Alternatively, you may need to remove the backing plate in front of the AGP or PCI-E slot. Simply remove the screw and slide the backing plate out of the case. For some graphics cards, you may need to remove two adjacent backing plates as the size of the heatsink and fan dictates that the card is double the height of an ordinary expansion card.
Next, remove the new card from its anti-static bag and line the card up with the slot. AGP slots tend to be brown and set back from the PCI slots, whereas PCI-E slots are longer and tend to be black. Push down on the card until it sits firmly within its slot. Push the plastic catch up on the slot to further secure the card.

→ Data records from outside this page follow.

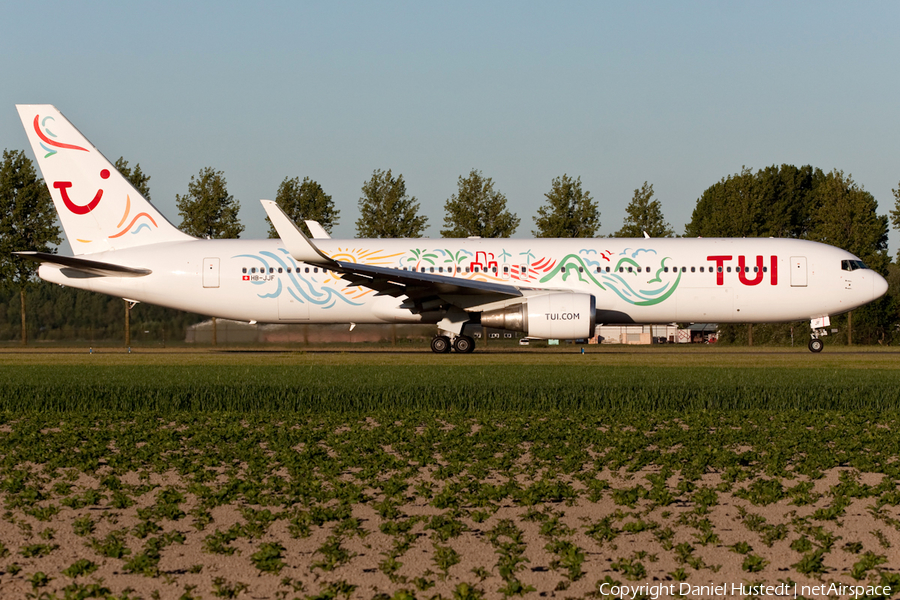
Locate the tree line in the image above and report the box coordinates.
[0,150,900,343]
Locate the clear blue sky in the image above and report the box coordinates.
[0,1,900,252]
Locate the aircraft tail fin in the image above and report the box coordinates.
[16,104,193,255]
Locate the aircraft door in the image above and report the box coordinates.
[791,256,806,287]
[203,258,219,287]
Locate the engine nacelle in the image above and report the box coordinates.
[481,292,597,340]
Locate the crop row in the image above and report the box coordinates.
[0,409,900,598]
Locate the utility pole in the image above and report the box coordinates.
[123,300,131,348]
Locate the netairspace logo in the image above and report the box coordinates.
[597,583,892,600]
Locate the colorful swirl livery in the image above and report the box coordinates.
[17,105,887,353]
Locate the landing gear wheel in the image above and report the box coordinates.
[431,335,450,354]
[453,335,475,354]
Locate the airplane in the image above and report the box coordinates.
[17,105,888,353]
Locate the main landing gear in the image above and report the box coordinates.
[431,335,475,354]
[809,315,831,352]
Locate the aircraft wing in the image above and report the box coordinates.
[13,252,152,277]
[261,200,524,310]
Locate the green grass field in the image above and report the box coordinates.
[0,347,900,412]
[0,346,900,600]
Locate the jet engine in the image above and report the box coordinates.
[481,292,597,340]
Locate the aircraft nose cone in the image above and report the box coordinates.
[872,273,887,300]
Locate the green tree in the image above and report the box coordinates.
[266,177,341,238]
[175,167,244,239]
[441,169,519,238]
[685,165,824,238]
[531,174,600,238]
[116,156,150,200]
[807,170,890,274]
[0,150,62,344]
[356,169,428,238]
[685,165,888,343]
[891,183,900,263]
[613,181,675,237]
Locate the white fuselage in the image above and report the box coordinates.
[40,238,887,323]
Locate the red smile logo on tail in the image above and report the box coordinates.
[53,169,109,215]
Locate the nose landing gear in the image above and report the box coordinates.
[431,335,451,354]
[431,335,475,354]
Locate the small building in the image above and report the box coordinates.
[588,324,678,345]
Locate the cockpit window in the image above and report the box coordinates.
[841,260,869,271]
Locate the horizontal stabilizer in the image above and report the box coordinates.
[260,200,335,266]
[304,219,331,240]
[13,252,152,277]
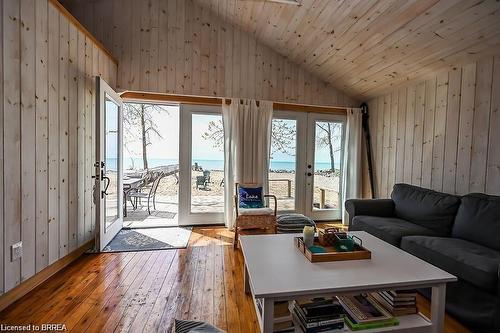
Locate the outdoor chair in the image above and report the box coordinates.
[128,172,163,215]
[233,183,278,249]
[196,170,211,190]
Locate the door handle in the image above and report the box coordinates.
[102,176,111,198]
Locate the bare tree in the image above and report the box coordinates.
[202,119,296,157]
[316,122,342,173]
[123,103,164,169]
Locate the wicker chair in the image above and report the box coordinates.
[233,183,278,249]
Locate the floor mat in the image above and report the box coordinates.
[103,227,192,252]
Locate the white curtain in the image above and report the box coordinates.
[222,98,273,229]
[342,108,363,224]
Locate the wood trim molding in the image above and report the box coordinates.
[120,91,347,114]
[0,239,94,311]
[49,0,118,65]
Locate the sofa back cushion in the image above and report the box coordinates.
[391,184,460,236]
[452,193,500,250]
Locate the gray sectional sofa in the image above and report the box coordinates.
[345,184,500,332]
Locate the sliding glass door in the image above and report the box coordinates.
[179,105,224,225]
[269,111,306,213]
[269,111,345,220]
[305,114,344,220]
[94,77,123,251]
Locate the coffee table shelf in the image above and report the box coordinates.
[240,231,457,333]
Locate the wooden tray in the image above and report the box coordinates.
[294,237,372,262]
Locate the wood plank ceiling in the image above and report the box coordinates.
[196,0,500,99]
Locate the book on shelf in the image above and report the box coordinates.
[344,314,399,331]
[370,292,418,316]
[273,301,295,333]
[380,290,417,303]
[292,311,344,333]
[294,297,343,317]
[273,316,295,333]
[289,297,344,333]
[337,294,393,323]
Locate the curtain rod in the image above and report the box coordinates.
[120,91,348,114]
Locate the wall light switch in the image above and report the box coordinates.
[10,242,23,262]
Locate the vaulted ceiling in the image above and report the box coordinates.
[195,0,500,99]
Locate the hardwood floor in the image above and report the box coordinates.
[0,227,467,333]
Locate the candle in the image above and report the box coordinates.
[303,225,314,247]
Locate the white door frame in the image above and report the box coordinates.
[93,76,123,252]
[304,113,346,221]
[269,110,307,213]
[179,104,224,225]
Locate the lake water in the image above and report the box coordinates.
[106,157,340,171]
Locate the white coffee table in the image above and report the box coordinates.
[240,231,457,333]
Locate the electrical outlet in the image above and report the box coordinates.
[10,242,23,262]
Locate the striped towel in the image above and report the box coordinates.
[172,319,225,333]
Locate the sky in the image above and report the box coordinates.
[118,105,340,163]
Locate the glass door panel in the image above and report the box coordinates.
[191,113,224,213]
[104,93,121,230]
[179,104,224,225]
[312,121,342,210]
[306,114,344,220]
[94,77,123,251]
[269,118,297,212]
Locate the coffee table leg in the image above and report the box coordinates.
[260,298,274,333]
[243,263,251,294]
[431,283,446,333]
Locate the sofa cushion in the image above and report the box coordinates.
[401,236,500,293]
[391,184,460,236]
[452,194,500,250]
[349,215,437,247]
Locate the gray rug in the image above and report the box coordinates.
[103,227,192,252]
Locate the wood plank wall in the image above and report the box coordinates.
[368,56,500,198]
[0,0,117,294]
[58,0,359,106]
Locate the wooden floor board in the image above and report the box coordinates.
[0,227,468,333]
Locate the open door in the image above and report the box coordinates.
[94,76,123,251]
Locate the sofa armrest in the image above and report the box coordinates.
[345,199,394,224]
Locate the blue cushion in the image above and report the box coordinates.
[238,187,264,208]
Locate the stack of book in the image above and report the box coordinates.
[290,297,344,333]
[273,301,295,333]
[370,290,417,316]
[337,294,399,331]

Secure the backing plate by screwing it firmly to the case. Check that the card cannot move and that the fan on the GPU is clear of obstructions such as floating cables.
Finally, check whether or not your new card requires an additional power source. Some of the more powerful PCI-E cards have a square four-pin power connector slot, so you may need to purchase an additional cable to convert a molex connector if one hasn't been bundled with your graphics card.
Finally, replace the sides of your case and reconnect the cable to your machine.
Boot up your PC and make sure that the POST and Windows splash screens are displayed. This indicates that your card is installed and functioning correctly.
If the display does not show first power down and recheck the card connector as this may of become knocked if yhe system case had been moved.
Once Windows has started, you may be prompted to install drivers for your new card. You may be best cancelling this dialogue and then running the installation program on the driver CD that came with your card. This will install the drivers as well as giving you the option to install other bundled software such as tweaking utilities or DVD playing software.
Once you have installed the new drivers and rebooted, you should be able to reset your desktop resolution by going to the desktop, right clicking, selecting properties and then heading to the Settings tab.
You should also visit the manufacturer's website and check for newer drivers, as these will offer optimum performance and iron out glitches with previous driver versions.